– Vamos a Pedralbes.
– Hostia, Méndez.
– ¿Qué pasa?
– No sobrevivirá.
– Supongo que lo dices por el exceso de aire puro. Pero es verdad que no sobreviviré si tú tratas de ayudarme, Amores. Dime qué te traes entre manos.
– Sólo trato de ayudarle, Méndez: usted me ha pedido un favor y yo se lo hago con toda premura. He averiguado que el tal David Bujarra ya murió, eso sí, después de regenerarse. Le atropello un camión cuando estafaba a la gente pidiendo dinero contra el sida.
– Gracias, Amores, pero ya tengo la pista de otro David. Parece que hay bastantes.
– Pues menos mal que busca usted a un David y no a un Manolo, porque iba a ser la hostia.

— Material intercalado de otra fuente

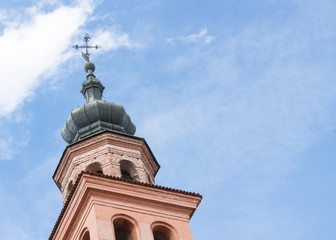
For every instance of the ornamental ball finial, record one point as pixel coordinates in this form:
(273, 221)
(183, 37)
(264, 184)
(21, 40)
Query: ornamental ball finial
(89, 66)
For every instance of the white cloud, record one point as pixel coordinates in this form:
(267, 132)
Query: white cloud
(201, 37)
(33, 44)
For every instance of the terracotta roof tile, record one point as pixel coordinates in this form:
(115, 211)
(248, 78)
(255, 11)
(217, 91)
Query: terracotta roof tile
(117, 179)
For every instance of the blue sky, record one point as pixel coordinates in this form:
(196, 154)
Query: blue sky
(237, 100)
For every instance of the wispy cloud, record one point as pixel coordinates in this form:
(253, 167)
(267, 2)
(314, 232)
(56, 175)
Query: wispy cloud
(113, 39)
(201, 37)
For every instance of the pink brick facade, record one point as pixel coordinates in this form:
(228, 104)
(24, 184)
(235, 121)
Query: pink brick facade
(96, 204)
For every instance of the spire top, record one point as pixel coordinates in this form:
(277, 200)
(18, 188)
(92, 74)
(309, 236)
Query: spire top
(87, 54)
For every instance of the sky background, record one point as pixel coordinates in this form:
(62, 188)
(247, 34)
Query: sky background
(237, 100)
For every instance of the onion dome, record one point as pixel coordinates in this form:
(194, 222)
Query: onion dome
(96, 115)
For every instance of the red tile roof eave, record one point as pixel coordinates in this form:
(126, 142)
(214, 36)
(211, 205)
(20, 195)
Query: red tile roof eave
(118, 179)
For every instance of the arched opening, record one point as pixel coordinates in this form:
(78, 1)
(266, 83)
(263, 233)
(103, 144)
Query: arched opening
(69, 188)
(124, 229)
(86, 236)
(94, 167)
(128, 171)
(161, 231)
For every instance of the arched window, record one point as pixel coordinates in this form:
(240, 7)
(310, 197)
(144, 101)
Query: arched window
(94, 167)
(86, 236)
(128, 171)
(69, 188)
(162, 231)
(124, 229)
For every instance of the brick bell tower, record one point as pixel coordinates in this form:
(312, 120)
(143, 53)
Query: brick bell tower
(107, 178)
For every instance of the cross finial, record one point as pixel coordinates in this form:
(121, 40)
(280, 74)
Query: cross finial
(86, 55)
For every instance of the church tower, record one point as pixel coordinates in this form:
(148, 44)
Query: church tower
(107, 178)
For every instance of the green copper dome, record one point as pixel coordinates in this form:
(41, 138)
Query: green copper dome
(96, 115)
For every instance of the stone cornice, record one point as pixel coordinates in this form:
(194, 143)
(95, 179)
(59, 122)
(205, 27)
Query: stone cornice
(101, 139)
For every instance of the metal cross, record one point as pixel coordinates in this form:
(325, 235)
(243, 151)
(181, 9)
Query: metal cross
(86, 55)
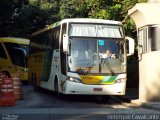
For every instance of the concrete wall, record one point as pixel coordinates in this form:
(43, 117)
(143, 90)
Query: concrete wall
(149, 67)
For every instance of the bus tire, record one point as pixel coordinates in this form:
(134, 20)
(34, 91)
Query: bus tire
(6, 73)
(105, 98)
(56, 90)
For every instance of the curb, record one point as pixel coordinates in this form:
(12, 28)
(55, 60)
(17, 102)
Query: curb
(137, 102)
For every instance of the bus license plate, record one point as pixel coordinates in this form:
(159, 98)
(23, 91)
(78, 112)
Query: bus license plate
(97, 89)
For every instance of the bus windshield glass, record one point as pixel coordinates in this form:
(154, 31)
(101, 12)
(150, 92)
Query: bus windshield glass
(94, 55)
(96, 30)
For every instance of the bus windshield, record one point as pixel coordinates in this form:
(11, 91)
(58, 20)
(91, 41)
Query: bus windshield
(96, 30)
(92, 55)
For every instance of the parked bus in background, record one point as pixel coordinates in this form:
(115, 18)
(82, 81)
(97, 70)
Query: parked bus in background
(14, 56)
(68, 57)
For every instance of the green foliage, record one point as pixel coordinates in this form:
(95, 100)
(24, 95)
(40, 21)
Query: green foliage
(22, 17)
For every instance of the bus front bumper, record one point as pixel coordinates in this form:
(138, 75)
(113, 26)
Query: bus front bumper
(85, 89)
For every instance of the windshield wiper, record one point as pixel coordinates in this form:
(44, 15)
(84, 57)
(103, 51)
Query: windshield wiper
(109, 67)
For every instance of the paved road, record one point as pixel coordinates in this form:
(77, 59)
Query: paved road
(45, 106)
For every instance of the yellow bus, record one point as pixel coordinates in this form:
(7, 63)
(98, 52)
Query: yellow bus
(68, 57)
(14, 56)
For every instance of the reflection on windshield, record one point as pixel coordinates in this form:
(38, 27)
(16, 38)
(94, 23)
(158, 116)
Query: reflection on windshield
(91, 55)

– No hace falta que me acompañes. Me has hecho un gran favor y te aprecio mucho, pero cada uno en su sitio.
– Estoy en mi sitio, señor Méndez: al pie del cañón. Usted afronta un trabajo difícil, por lo que veo… incluso el nombre de David me sugiere un problema bíblico, o quién sabe si esto acabará con un kibbutz en el viejo campo del Espanyol o una intifada en Pedralbes, de modo que va a necesitar mis dotes de observador periodístico. Vamos, confíe en mí y que sea lo que Dios quiera.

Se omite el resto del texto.